1972 television film

The People is a 1972 science fiction TV movie, broadcast as an ABC Movie of the Week on January 22, 1972. It is primarily based on "Pottage", a novella by Zenna Henderson, with elements of Henderson's stories "Araret", "Gilead" and "Captivity." It stars Kim Darby, William Shatner, Diane Varsi, Laurie Walters, and Dan O'Herlihy. Darby and Shatner had previously appeared together in the Star Trek episode "Miri."

==Plot summary==
Melodye Amerson is a young teacher who goes to a remote area to work with a group of individuals who have isolated themselves from civilization and maintained an independent community, vaguely similar to the Amish or a religious commune. Melodye is unnerved by the secretive behavior of her students, and the fact that all fun, games and activities she proposes are forbidden to them. Valancy, an elder in the community, advises Melodye to stay, because she senses that things are about to change in the valley, and Melodye herself is a part of that change.

Melodye soon discovers that the secluded and "backwards" residents are actually aliens with mild paranormal powers. A natural disaster destroyed their planet, and they are hoping to establish a life on Earth. Landing in the late 1800s, initially they shared their secret with local residents, but found themselves condemned as witches. Many were killed, and the survivors forbade their children ever to use their abilities, even with extreme discretion.
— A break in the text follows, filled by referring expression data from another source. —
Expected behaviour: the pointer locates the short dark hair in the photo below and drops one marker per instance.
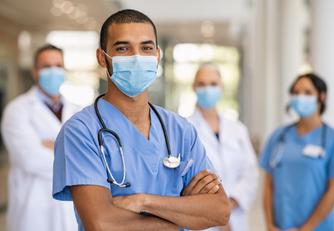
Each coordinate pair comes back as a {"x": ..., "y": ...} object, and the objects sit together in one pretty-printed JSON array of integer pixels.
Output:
[
  {"x": 46, "y": 47},
  {"x": 124, "y": 16},
  {"x": 318, "y": 83}
]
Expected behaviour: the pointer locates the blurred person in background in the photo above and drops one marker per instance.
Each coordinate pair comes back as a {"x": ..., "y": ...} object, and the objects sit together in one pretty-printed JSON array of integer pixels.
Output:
[
  {"x": 30, "y": 125},
  {"x": 299, "y": 164},
  {"x": 227, "y": 145}
]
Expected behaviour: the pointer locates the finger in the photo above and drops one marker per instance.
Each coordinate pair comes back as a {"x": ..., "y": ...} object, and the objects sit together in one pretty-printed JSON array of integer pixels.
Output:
[
  {"x": 214, "y": 186},
  {"x": 206, "y": 180},
  {"x": 195, "y": 180}
]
Young adults like Valancy (and even some of the older people) have been pushing for an end to these restrictions.

==Cast==
- Kim Darby—Melodye Amerson
- William Shatner—Dr. Curtis
- Diane Varsi—Valancy Carmody
- Dan O'Herlihy—Sol Diemus
- Laurie Walters—Karen Diemus
- Johanna Baer—Bethie

==Production==
The children's illustrations in the film were done by Arthur Okamura.

The film was the first TV movie for John Korty, and was produced by his sometime partner Francis Ford Coppola, listed as the Executive Producer on the actual film, and scored by his father Carmine.

The Monster Times reported in November 1972 that a sequel was in the pipeline, Birds in the Wilderness; no such film appeared.

==Reception==
One history of science fiction reports that the film stood out in its time "for being neither shoddy nor sentimentalized."